The above topics and requirements are summarized from the standard’s abstract, clauses and annex descriptions.

Typical use and users

Intended users were architects and designers of payment and financial transaction systems, card issuers, payment scheme operators, terminal and card manufacturers, security architects and implementers of ICC-based transaction applications (for example POS, telepayment and remote banking deployments). Although the standard is withdrawn, its content historically informed card transaction process designs and the development of companion parts of the ISO 10202 series.

Related standards

ISO 10202 is a multipart series; related parts include ISO 10202-1 (Card life cycle), ISO 10202-3 (Cryptographic key relationships), ISO 10202-4 (Secure application modules), ISO 10202-5 (Use of algorithms), ISO 10202-6 (Cardholder verification), ISO 10202-7 (Key management) and ISO 10202-8 (General principles and overview). The series also references and interacts with ISO/IEC 7816 (integrated circuit cards) and other financial-card-related standards.

Keywords

Financial transaction cards, integrated circuit card (ICC), transaction process, security architecture, interchange security, authentication, message coding, key management, cardholder verification, payment systems.

FAQ

Q: What is this standard?

A: ISO 10202-2:1996 is Part 2 of the ISO 10202 series, titled "Financial transaction cards — Security architecture of financial transaction systems using integrated circuit cards — Part 2: Transaction process." It specifies security requirements and options for transaction processing using ICCs.

Q: What does it cover?

A: It covers the transaction process for ICC-based financial transactions: the minimum security level required for interchange, selectable security options, example transaction functions, and illustrative online linking for transactions. Annexes present examples and relationship mappings.

Q: Who typically uses it?

A: Historically, card issuers, payment scheme operators, financial institutions, terminal and card manufacturers, system integrators and security architects working on ICC-based payment and remote/telepayment systems.

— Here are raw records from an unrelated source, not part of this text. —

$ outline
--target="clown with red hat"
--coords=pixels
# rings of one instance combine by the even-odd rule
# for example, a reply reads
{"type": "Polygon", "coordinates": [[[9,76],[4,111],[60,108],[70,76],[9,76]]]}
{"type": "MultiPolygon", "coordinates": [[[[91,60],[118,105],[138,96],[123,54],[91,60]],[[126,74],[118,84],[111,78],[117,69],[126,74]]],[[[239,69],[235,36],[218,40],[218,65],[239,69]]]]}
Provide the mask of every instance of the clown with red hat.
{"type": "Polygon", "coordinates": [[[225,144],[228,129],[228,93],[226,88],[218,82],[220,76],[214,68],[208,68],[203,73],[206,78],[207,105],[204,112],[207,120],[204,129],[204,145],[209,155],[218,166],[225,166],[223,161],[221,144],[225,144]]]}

Q: Is it current or superseded?

A: ISO 10202-2:1996 is withdrawn. ISO’s lifecycle shows the withdrawal process completed (withdrawal stage closed in March 2006). Users should consult the ISO catalogue or later standards for current normative requirements in this domain.

Q: Is it part of a series?

A: Yes — it is one part of the multipart ISO 10202 series addressing security architecture for ICC-based financial transaction systems (see Parts 1, 3, 4, 5, 6, 7 and 8).

Q: What are the key keywords?

A: Chip card, integrated circuit card (ICC), transaction process, security architecture, interchange security, authentication, key management, cardholder verification.